I'm getting my feet wet with orbital mechanics and have a very basic question. Kepler's 2nd Law shows that 2 objects in an elliptical orbit sweep out equal areas in equal time, implying objects increase in velocity as they get closer to one another.

This makes sense to me re: inverse square law of gravity - as distance decreases the force of gravity increases. However, the conservation of angular momentum also has a radius component showing that objects spin around a body faster the closer they get to it.

How do I separate these two concepts cleanly in my mind re: orbital bodies?

The force of gravity (let's say it's one object orbiting a much more massive object - the sun) is an inward pointing force. That's why angular momentum is conserved - because the force is always parallel to the object's position (relative to the sun) so the torque is zero. And so it's a property of any "central force" potential (a potential that's only a function of $$r$$, or a force that's only inward/outward). The other day I used it for the potential $$e^{-r/a}/r$$.

In fact, Kepler's 2nd law is just the conservation of angular momentum. Angular momentum is $$mv_\theta *r$$ (the theta component of velocity in coordinates centered on the sun times the radial distance to the sun). The area swept in a differential time $$dt$$ is $$v_\theta *r*dt$$.
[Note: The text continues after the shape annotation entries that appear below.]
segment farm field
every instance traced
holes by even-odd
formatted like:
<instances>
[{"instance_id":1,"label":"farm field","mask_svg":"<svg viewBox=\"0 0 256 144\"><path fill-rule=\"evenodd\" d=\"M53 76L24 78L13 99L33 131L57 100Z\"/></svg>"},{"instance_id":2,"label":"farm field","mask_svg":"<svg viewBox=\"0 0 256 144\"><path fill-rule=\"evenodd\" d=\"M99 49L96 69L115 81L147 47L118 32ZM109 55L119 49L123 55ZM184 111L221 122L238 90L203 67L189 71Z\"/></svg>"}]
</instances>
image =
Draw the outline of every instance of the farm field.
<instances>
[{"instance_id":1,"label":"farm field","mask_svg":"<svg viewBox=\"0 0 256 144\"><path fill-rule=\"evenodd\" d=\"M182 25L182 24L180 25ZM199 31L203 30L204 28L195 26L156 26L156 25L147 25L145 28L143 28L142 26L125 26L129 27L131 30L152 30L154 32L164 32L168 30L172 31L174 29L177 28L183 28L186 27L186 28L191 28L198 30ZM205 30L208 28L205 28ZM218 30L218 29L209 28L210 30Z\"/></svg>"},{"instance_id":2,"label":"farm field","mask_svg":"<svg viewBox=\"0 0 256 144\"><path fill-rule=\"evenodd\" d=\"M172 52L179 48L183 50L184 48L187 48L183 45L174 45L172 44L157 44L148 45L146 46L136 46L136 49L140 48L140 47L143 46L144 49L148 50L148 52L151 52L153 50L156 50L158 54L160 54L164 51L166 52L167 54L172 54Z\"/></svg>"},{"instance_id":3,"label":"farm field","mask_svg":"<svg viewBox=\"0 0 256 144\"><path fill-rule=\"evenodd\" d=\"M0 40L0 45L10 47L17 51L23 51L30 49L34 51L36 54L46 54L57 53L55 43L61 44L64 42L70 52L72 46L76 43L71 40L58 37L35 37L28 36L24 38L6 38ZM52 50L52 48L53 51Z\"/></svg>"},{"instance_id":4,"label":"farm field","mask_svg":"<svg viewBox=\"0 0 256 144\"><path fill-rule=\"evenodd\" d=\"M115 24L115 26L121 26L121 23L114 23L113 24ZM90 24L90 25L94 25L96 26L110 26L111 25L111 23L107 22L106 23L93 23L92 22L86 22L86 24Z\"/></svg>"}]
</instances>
The potential $$V\propto-1/r$$, $$F\propto 1/r^2$$ then tells you how the radial position changes over time. Notice that kepler's second law doesn't say anything about $$r(t)$$. It's just once you have $$r$$, and lets say you can get the angular momentum from the initial conditions, you can quickly get $$v_\theta$$. So then $$dv_r/dt=F_g/m+v^2/r$$. That is, the acceleration $$dv_r/dt$$ is the gravitational force plus the centrifugal force.

Many central force questions can be answered with just two concepts - the conservation of energy and the conservation of angular momentum (kepler's second law). For example, if the question is "how close does a comet from interstellar space come to the sun given blah blah blah" this can be answered right away by calculating the initial energy and angular momentum of the comet from the initial conditions. Then set $$E=U_g(r_{\text{min}})+mv_\theta(r_{\text{min}})^2/2$$. Where $$U_g$$ is the gravitational potential energy, and $$v_\theta(r)=v_{\theta\text{ initial}}*r_\text{initial}/r$$

I hope this helps a bit. Not sure if I specifically addressed exactly what you wanted me to.

If a force $$\vec F = \hat n F(r)$$ than $$\vec F$$ is a central force, where $$\hat n$$ is the unit radial vector in spherical coordinates. $$\vec F$$ is only in the radial direction and only depends on the radial distance $$r$$ from the center of the force. For any central force, the angular momentum is constant since the torque from the force $$\vec r \times \vec F = 0$$. Also, a central force is a conservative force.

Using the conservation of energy and the conservation of angular momentum, for any central force it can be shown that the rate at which area is swept out by the radius to a particle acted on by the force is $${L \over {2m}}$$ where $$L$$ is angular momentum and $$m$$ is the mass of the particle. (For the derivation, see the textbook Symon, Mechanics.) So, Kepler's second law is a consequence of the conservation of angular momentum and energy for a central force.

The force of gravity is a special case of a central force where $$f(r) \propto -{1 \over r^2}$$.

In the case of orbital bodies, energy and angular momentum are conserved.

Maybe it is useful to compare with a situation where only energy is conserved: a simple pendulum. The speed increases as the gravitational potential decreases as it happens for orbital movement. But there is not a central force, what is required to conserve angular momentum, as mentioned by the other answers. So, only energy is conserved.